A análise rigorosa foi realizada pelo Comitê Permanente de Acompanhamento, que constatou que os temas propostos não atendem às diretrizes estabelecidas, por não priorizarem temas relacionados com a inovação.
Entre os projetos dos editais 18, 19 e 20/2024 encaminhados para a FAPESC que não foram admitidos para fomento estão títulos como: “Subjetividade Pornô: do capitalismo disciplinar a era farmacopornográfica”; “Morrer de Prazer, morrer por amor, matar de prazer, matar por amor, prazer e morte em A Volúpia do Pecado, Copacabana Posto 6 e a Noite tem mais luzes, de Cassandra Rios”; e “Defensorias Públicas na América Latina: O caso da Defensoria LGBT em Buenos Aires”.
As propostas rejeitadas não só não tinham correlação com os ecossistemas de tecnologia e inovação de Santa Catarina como, em muitos casos, nem ao menos uma relação com o próprio estado catarinense.
Os Programas de Pós-Graduação das instituições poderão substituir os projetos não admitidos até janeiro de 2025. A FAPESC reafirma seu compromisso com o apoio à ciência e inovação, sempre mantendo o diálogo aberto com a comunidade acadêmica e os demais interessados.

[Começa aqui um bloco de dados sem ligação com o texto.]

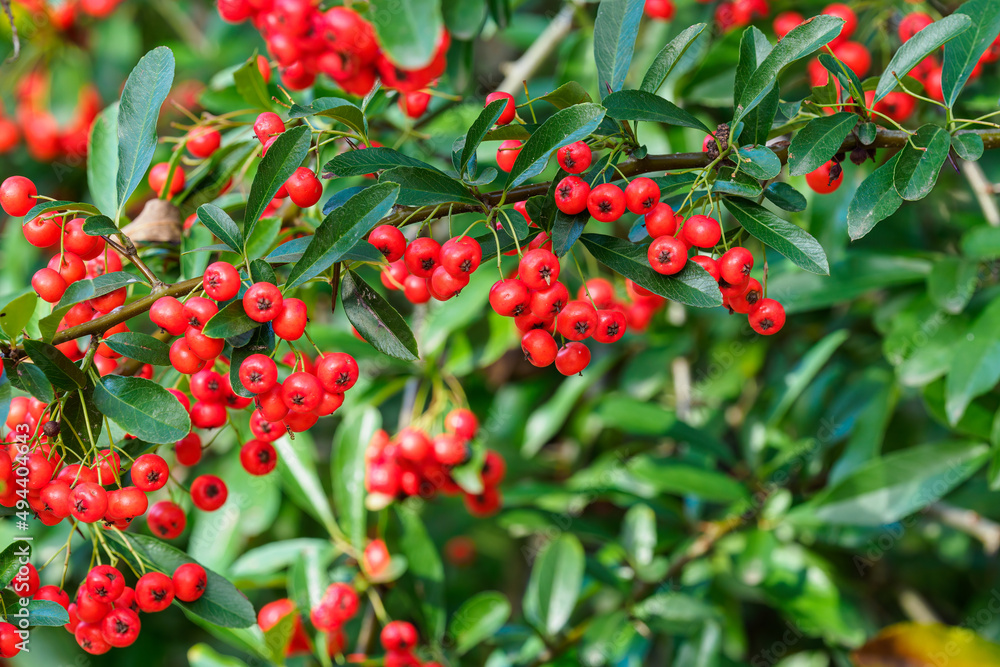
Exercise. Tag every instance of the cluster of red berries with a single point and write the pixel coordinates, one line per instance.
(337, 42)
(424, 268)
(412, 463)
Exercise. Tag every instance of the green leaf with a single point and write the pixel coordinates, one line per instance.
(251, 86)
(82, 290)
(17, 313)
(60, 371)
(692, 286)
(786, 197)
(615, 29)
(639, 534)
(220, 224)
(875, 200)
(222, 604)
(145, 92)
(339, 110)
(426, 187)
(229, 322)
(376, 320)
(787, 238)
(969, 146)
(425, 568)
(642, 106)
(348, 473)
(341, 230)
(282, 159)
(818, 141)
(890, 488)
(477, 132)
(141, 347)
(975, 367)
(102, 161)
(478, 619)
(364, 161)
(962, 54)
(555, 583)
(917, 169)
(408, 30)
(798, 43)
(669, 56)
(562, 128)
(759, 162)
(918, 47)
(143, 408)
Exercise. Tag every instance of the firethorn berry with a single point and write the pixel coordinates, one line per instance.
(572, 195)
(611, 325)
(267, 125)
(574, 158)
(662, 10)
(258, 457)
(166, 520)
(422, 256)
(389, 241)
(120, 628)
(291, 321)
(538, 269)
(190, 581)
(539, 347)
(509, 298)
(826, 178)
(375, 558)
(158, 179)
(785, 22)
(398, 636)
(461, 255)
(203, 141)
(49, 285)
(606, 202)
(767, 317)
(262, 302)
(509, 110)
(188, 449)
(462, 423)
(735, 265)
(88, 502)
(199, 310)
(168, 314)
(304, 188)
(507, 154)
(572, 358)
(154, 592)
(105, 583)
(42, 233)
(667, 255)
(337, 371)
(702, 231)
(221, 281)
(17, 196)
(642, 195)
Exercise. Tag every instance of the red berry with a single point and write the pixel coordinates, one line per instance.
(642, 195)
(574, 158)
(389, 241)
(667, 255)
(572, 358)
(262, 302)
(606, 202)
(507, 154)
(17, 195)
(509, 109)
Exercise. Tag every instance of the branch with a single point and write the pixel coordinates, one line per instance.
(670, 162)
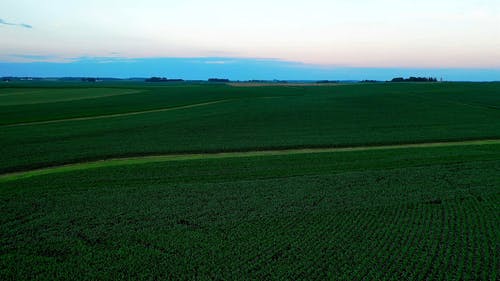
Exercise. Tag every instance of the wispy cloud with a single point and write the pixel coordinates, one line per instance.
(15, 24)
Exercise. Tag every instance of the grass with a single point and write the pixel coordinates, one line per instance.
(416, 213)
(139, 181)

Relevante destacar o número atualizado de 1020 bolsistas (outubro de 2024) nesses programas de Pós-Graduação em diversas áreas do conhecimento, alinhadas com a Política Catarinense de CT&I.
A equipe da FAPESC permanece à disposição para quaisquer esclarecimentos.
Apesar de se dizer à disposição para quaisquer esclarecimentos, a assessoria de comunicação não respondeu quais critérios o comitê permanente de acompanhamento utilizou para definir quais bolsas seriam proibidas, mas informou que este comitê é formado pela presidência, diretores e gerentes (a partir de cada edital).
3 - De olho neles
Jovem Pan mais rica - A Jovem Pan recebeu uma bolada de R$ 286 mil dos cofres públicos de Santa Catarina. Os mesmos que rejeitam bolsas por critérios ideológicos alegando que não cumprem interesses regionais investem em mídia num veículo que também não compreende a região. Coincidentemente (ou não) os valores foram pagos menos de três meses depois de o governador Jorginho Mello dar uma entrevista ao programa Pânico , do grupo.
Não foi - O governador Jorginho Mello viajou para São Paulo para dar entrevista a Jovem Pan, mas não foi capaz de participar de uma reunião sobre segurança pública entre o presidente Lula e os governadores dos estados. Ele e Romeu Zema, de Minas Gerais, foram as únicas ausências do encontro.
4 - Craque do jogo
Evandro Leitão - O prefeito eleito do Ceará venceu uma batalha dura mesmo terminando o primeiro turno em segundo lugar. O único petista a sair vitorioso nas capitais neste segundo turno derrotou o bolsonarista André Fernandes em disputa acirrada. André Fernandes foi expostos na Internet nas últimas semanas com seus discursos machistas e misóginos, desdenhando inclusive da violência contra as mulheres e do feminicídio.
5 - Considerações afinais
Divulguei no meu twitter e no Instagram uma denúncia sobre determinação do Hospital Florianópolis quanto ao uso dos banheiros da emergência. Durante a semana, os banheiros foram trancados com chave e a orientação era para que os servidores não aceitassem que pessoas em situação de rua acessassem o local. A determinação mudou, mas é necessário que assuntos como estes sejam tratados com seriedade.
E como aquilo que é público merece ser visto e compartilhado, deixo como despedida o meu convite a vocês para participarem da Semana de Pesquisa, Extensão e Inovação da UFSC, quando a universidade fica mais aberta e cheia de programações para todo mundo. Bora lá?
Vou nessa, gente! Fiquem muito bem e até já já.